Stunned by poverty—how hard it was to write during those early years. Belly gnawing, I kept at it: I lay down, I got up, sat at the big table. Storms hunkered over the roof tops, the sun licked at the roofs, snow bundled them, and I was cold, cold. Smoke puffed from chimneys, bent in the icy mornings like hearse plumes. Chimneys—I never wanted to count them; broken, dying chimneys, strewed the city below me. One brick stack leaned far over, yet belched smoke.
Pimps lived on one side of me, prostitutes on the other; I could not move without paying my rent. My place was never warm: my hands cracked because of the cold.

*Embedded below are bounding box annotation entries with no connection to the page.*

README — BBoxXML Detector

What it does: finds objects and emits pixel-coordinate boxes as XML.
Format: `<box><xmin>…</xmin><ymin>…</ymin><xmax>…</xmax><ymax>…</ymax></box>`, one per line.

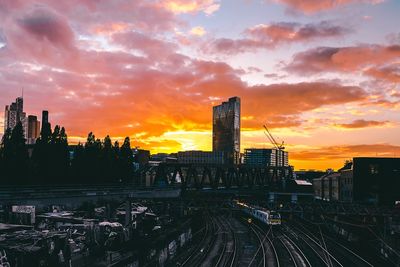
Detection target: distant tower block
<box><xmin>213</xmin><ymin>97</ymin><xmax>240</xmax><ymax>164</ymax></box>
<box><xmin>42</xmin><ymin>110</ymin><xmax>49</xmax><ymax>125</ymax></box>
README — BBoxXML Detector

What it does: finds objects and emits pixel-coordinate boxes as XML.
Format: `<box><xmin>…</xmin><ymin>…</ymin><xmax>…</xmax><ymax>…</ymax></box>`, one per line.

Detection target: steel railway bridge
<box><xmin>140</xmin><ymin>163</ymin><xmax>293</xmax><ymax>190</ymax></box>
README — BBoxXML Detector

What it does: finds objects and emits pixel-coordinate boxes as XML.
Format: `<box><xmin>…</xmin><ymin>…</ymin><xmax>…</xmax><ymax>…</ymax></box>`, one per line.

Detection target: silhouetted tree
<box><xmin>120</xmin><ymin>137</ymin><xmax>133</xmax><ymax>183</ymax></box>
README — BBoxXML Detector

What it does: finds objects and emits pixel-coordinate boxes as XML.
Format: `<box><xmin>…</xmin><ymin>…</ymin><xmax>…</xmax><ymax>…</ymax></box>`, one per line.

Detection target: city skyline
<box><xmin>0</xmin><ymin>0</ymin><xmax>400</xmax><ymax>169</ymax></box>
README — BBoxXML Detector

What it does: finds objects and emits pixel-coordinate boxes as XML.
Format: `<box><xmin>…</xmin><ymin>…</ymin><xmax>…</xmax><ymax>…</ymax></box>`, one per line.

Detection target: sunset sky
<box><xmin>0</xmin><ymin>0</ymin><xmax>400</xmax><ymax>169</ymax></box>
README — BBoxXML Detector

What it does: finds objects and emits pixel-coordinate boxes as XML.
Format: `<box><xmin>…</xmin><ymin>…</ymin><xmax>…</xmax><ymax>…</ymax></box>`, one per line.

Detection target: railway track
<box><xmin>273</xmin><ymin>228</ymin><xmax>312</xmax><ymax>267</ymax></box>
<box><xmin>292</xmin><ymin>221</ymin><xmax>373</xmax><ymax>267</ymax></box>
<box><xmin>214</xmin><ymin>217</ymin><xmax>237</xmax><ymax>267</ymax></box>
<box><xmin>249</xmin><ymin>223</ymin><xmax>281</xmax><ymax>267</ymax></box>
<box><xmin>285</xmin><ymin>225</ymin><xmax>343</xmax><ymax>267</ymax></box>
<box><xmin>170</xmin><ymin>216</ymin><xmax>216</xmax><ymax>266</ymax></box>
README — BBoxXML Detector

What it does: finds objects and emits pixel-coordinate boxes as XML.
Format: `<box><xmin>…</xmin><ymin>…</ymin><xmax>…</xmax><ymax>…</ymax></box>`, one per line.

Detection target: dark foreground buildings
<box><xmin>213</xmin><ymin>97</ymin><xmax>240</xmax><ymax>164</ymax></box>
<box><xmin>313</xmin><ymin>158</ymin><xmax>400</xmax><ymax>205</ymax></box>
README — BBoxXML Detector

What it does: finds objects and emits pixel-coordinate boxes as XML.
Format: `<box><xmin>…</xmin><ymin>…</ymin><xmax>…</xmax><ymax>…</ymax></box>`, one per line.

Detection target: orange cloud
<box><xmin>203</xmin><ymin>21</ymin><xmax>350</xmax><ymax>54</ymax></box>
<box><xmin>275</xmin><ymin>0</ymin><xmax>384</xmax><ymax>14</ymax></box>
<box><xmin>335</xmin><ymin>120</ymin><xmax>389</xmax><ymax>129</ymax></box>
<box><xmin>285</xmin><ymin>45</ymin><xmax>400</xmax><ymax>74</ymax></box>
<box><xmin>160</xmin><ymin>0</ymin><xmax>220</xmax><ymax>15</ymax></box>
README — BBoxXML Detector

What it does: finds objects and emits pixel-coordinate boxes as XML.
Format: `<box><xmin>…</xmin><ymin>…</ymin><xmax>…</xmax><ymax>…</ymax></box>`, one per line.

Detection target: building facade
<box><xmin>213</xmin><ymin>97</ymin><xmax>240</xmax><ymax>164</ymax></box>
<box><xmin>243</xmin><ymin>148</ymin><xmax>289</xmax><ymax>167</ymax></box>
<box><xmin>313</xmin><ymin>157</ymin><xmax>400</xmax><ymax>205</ymax></box>
<box><xmin>178</xmin><ymin>150</ymin><xmax>225</xmax><ymax>164</ymax></box>
<box><xmin>4</xmin><ymin>97</ymin><xmax>26</xmax><ymax>132</ymax></box>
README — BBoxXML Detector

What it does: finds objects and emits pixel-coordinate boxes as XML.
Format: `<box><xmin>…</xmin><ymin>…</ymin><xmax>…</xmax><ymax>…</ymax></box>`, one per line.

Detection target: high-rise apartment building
<box><xmin>244</xmin><ymin>148</ymin><xmax>289</xmax><ymax>167</ymax></box>
<box><xmin>24</xmin><ymin>115</ymin><xmax>40</xmax><ymax>145</ymax></box>
<box><xmin>213</xmin><ymin>97</ymin><xmax>240</xmax><ymax>164</ymax></box>
<box><xmin>4</xmin><ymin>97</ymin><xmax>26</xmax><ymax>132</ymax></box>
<box><xmin>42</xmin><ymin>110</ymin><xmax>49</xmax><ymax>125</ymax></box>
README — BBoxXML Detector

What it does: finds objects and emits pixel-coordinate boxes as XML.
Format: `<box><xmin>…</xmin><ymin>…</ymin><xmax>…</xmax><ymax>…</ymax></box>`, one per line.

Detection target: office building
<box><xmin>178</xmin><ymin>150</ymin><xmax>225</xmax><ymax>164</ymax></box>
<box><xmin>4</xmin><ymin>97</ymin><xmax>26</xmax><ymax>132</ymax></box>
<box><xmin>42</xmin><ymin>110</ymin><xmax>51</xmax><ymax>131</ymax></box>
<box><xmin>24</xmin><ymin>115</ymin><xmax>40</xmax><ymax>145</ymax></box>
<box><xmin>243</xmin><ymin>148</ymin><xmax>289</xmax><ymax>167</ymax></box>
<box><xmin>213</xmin><ymin>97</ymin><xmax>240</xmax><ymax>164</ymax></box>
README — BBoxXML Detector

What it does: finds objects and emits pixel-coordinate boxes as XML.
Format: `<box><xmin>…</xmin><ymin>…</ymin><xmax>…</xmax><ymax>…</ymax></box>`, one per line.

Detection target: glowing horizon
<box><xmin>0</xmin><ymin>0</ymin><xmax>400</xmax><ymax>170</ymax></box>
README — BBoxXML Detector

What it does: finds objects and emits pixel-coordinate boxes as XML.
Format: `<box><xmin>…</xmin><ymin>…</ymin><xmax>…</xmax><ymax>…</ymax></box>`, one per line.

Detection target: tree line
<box><xmin>0</xmin><ymin>122</ymin><xmax>133</xmax><ymax>185</ymax></box>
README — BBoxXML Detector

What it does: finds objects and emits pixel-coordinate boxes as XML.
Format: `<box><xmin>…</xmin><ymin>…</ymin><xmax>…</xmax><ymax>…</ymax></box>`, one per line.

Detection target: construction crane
<box><xmin>263</xmin><ymin>124</ymin><xmax>285</xmax><ymax>151</ymax></box>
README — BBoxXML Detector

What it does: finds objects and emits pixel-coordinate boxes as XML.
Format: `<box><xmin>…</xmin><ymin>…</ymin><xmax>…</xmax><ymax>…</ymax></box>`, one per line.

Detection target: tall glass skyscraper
<box><xmin>213</xmin><ymin>97</ymin><xmax>240</xmax><ymax>164</ymax></box>
<box><xmin>4</xmin><ymin>97</ymin><xmax>26</xmax><ymax>132</ymax></box>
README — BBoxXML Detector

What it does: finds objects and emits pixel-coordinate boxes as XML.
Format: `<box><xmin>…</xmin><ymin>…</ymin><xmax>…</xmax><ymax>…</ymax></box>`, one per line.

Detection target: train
<box><xmin>236</xmin><ymin>201</ymin><xmax>282</xmax><ymax>225</ymax></box>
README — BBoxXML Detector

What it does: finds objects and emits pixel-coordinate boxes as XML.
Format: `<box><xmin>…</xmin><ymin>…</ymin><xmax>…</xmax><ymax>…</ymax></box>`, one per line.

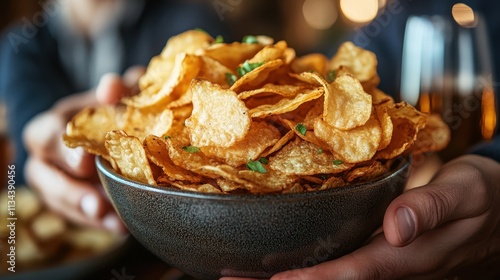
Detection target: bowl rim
<box><xmin>95</xmin><ymin>156</ymin><xmax>412</xmax><ymax>201</ymax></box>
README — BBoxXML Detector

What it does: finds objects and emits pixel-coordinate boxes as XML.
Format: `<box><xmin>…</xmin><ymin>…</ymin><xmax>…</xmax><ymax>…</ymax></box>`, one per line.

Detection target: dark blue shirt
<box><xmin>0</xmin><ymin>0</ymin><xmax>229</xmax><ymax>183</ymax></box>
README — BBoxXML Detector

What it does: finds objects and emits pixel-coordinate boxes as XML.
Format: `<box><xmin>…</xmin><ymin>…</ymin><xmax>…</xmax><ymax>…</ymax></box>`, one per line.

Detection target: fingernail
<box><xmin>396</xmin><ymin>207</ymin><xmax>416</xmax><ymax>244</ymax></box>
<box><xmin>66</xmin><ymin>147</ymin><xmax>85</xmax><ymax>169</ymax></box>
<box><xmin>80</xmin><ymin>194</ymin><xmax>99</xmax><ymax>218</ymax></box>
<box><xmin>102</xmin><ymin>214</ymin><xmax>122</xmax><ymax>232</ymax></box>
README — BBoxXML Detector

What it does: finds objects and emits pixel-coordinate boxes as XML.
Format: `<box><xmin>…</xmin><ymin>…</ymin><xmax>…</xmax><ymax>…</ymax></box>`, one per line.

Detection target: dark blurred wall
<box><xmin>0</xmin><ymin>0</ymin><xmax>45</xmax><ymax>31</ymax></box>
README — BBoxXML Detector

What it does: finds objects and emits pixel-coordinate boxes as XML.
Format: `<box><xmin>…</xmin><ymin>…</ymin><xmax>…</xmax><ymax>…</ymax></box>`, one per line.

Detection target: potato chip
<box><xmin>199</xmin><ymin>42</ymin><xmax>264</xmax><ymax>69</ymax></box>
<box><xmin>63</xmin><ymin>106</ymin><xmax>123</xmax><ymax>158</ymax></box>
<box><xmin>139</xmin><ymin>30</ymin><xmax>214</xmax><ymax>95</ymax></box>
<box><xmin>314</xmin><ymin>116</ymin><xmax>382</xmax><ymax>163</ymax></box>
<box><xmin>249</xmin><ymin>88</ymin><xmax>324</xmax><ymax>118</ymax></box>
<box><xmin>411</xmin><ymin>114</ymin><xmax>451</xmax><ymax>154</ymax></box>
<box><xmin>374</xmin><ymin>105</ymin><xmax>393</xmax><ymax>150</ymax></box>
<box><xmin>159</xmin><ymin>177</ymin><xmax>222</xmax><ymax>193</ymax></box>
<box><xmin>201</xmin><ymin>122</ymin><xmax>281</xmax><ymax>166</ymax></box>
<box><xmin>319</xmin><ymin>176</ymin><xmax>347</xmax><ymax>190</ymax></box>
<box><xmin>123</xmin><ymin>53</ymin><xmax>202</xmax><ymax>108</ymax></box>
<box><xmin>238</xmin><ymin>170</ymin><xmax>299</xmax><ymax>193</ymax></box>
<box><xmin>329</xmin><ymin>42</ymin><xmax>378</xmax><ymax>83</ymax></box>
<box><xmin>160</xmin><ymin>29</ymin><xmax>214</xmax><ymax>58</ymax></box>
<box><xmin>323</xmin><ymin>74</ymin><xmax>372</xmax><ymax>130</ymax></box>
<box><xmin>231</xmin><ymin>59</ymin><xmax>284</xmax><ymax>93</ymax></box>
<box><xmin>165</xmin><ymin>136</ymin><xmax>220</xmax><ymax>175</ymax></box>
<box><xmin>238</xmin><ymin>84</ymin><xmax>305</xmax><ymax>100</ymax></box>
<box><xmin>344</xmin><ymin>161</ymin><xmax>389</xmax><ymax>182</ymax></box>
<box><xmin>269</xmin><ymin>138</ymin><xmax>352</xmax><ymax>175</ymax></box>
<box><xmin>376</xmin><ymin>102</ymin><xmax>427</xmax><ymax>159</ymax></box>
<box><xmin>261</xmin><ymin>130</ymin><xmax>295</xmax><ymax>157</ymax></box>
<box><xmin>144</xmin><ymin>135</ymin><xmax>202</xmax><ymax>183</ymax></box>
<box><xmin>63</xmin><ymin>30</ymin><xmax>450</xmax><ymax>194</ymax></box>
<box><xmin>186</xmin><ymin>80</ymin><xmax>252</xmax><ymax>147</ymax></box>
<box><xmin>104</xmin><ymin>130</ymin><xmax>156</xmax><ymax>185</ymax></box>
<box><xmin>290</xmin><ymin>53</ymin><xmax>328</xmax><ymax>73</ymax></box>
<box><xmin>197</xmin><ymin>56</ymin><xmax>235</xmax><ymax>88</ymax></box>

I kept my legs wound in rags, coughing.
Because of pleurisy I had to sell all of my books: Mary sold them for me, one by one, maybe two or three at a time. How old was Mary? Twenty? I was about twenty-five. It would take another twenty-five years to dim her memory: the stalk of her body, her restless, weightless feet. She bent a little to the left, as if injured, the arms also restless, the eyes inward. Did she ever laugh? Her smile always seemed something pushed into being, only a little jolt got it there.
She sold my books and bought my food and fed me, the hell of pleurisy riding me: tears in my eyes I attempted to eat: tears of many kinds crushed me. The roofs, the cold, the sorrow, how they come back to me! The anguish in my side went on for weeks but Mary never failed or complained: she fucked men at night and succored me during the day: sometimes she slept on the floor beside my bed or lay across the foot of the bed, a blanket around her. Her black hair might unpin itself and lie about her.
“Let’s keep a bird, when it’s Spring,” I suggested.
“How can you feed it, w-w-w-without money?” she asked.
“My father is sending money.”
“When? Soon?”
“Has someone written to him? You must see to it, Mary. Make someone write.”
“I think s-s-s-so. I’ll try again, ton-n-n-night.”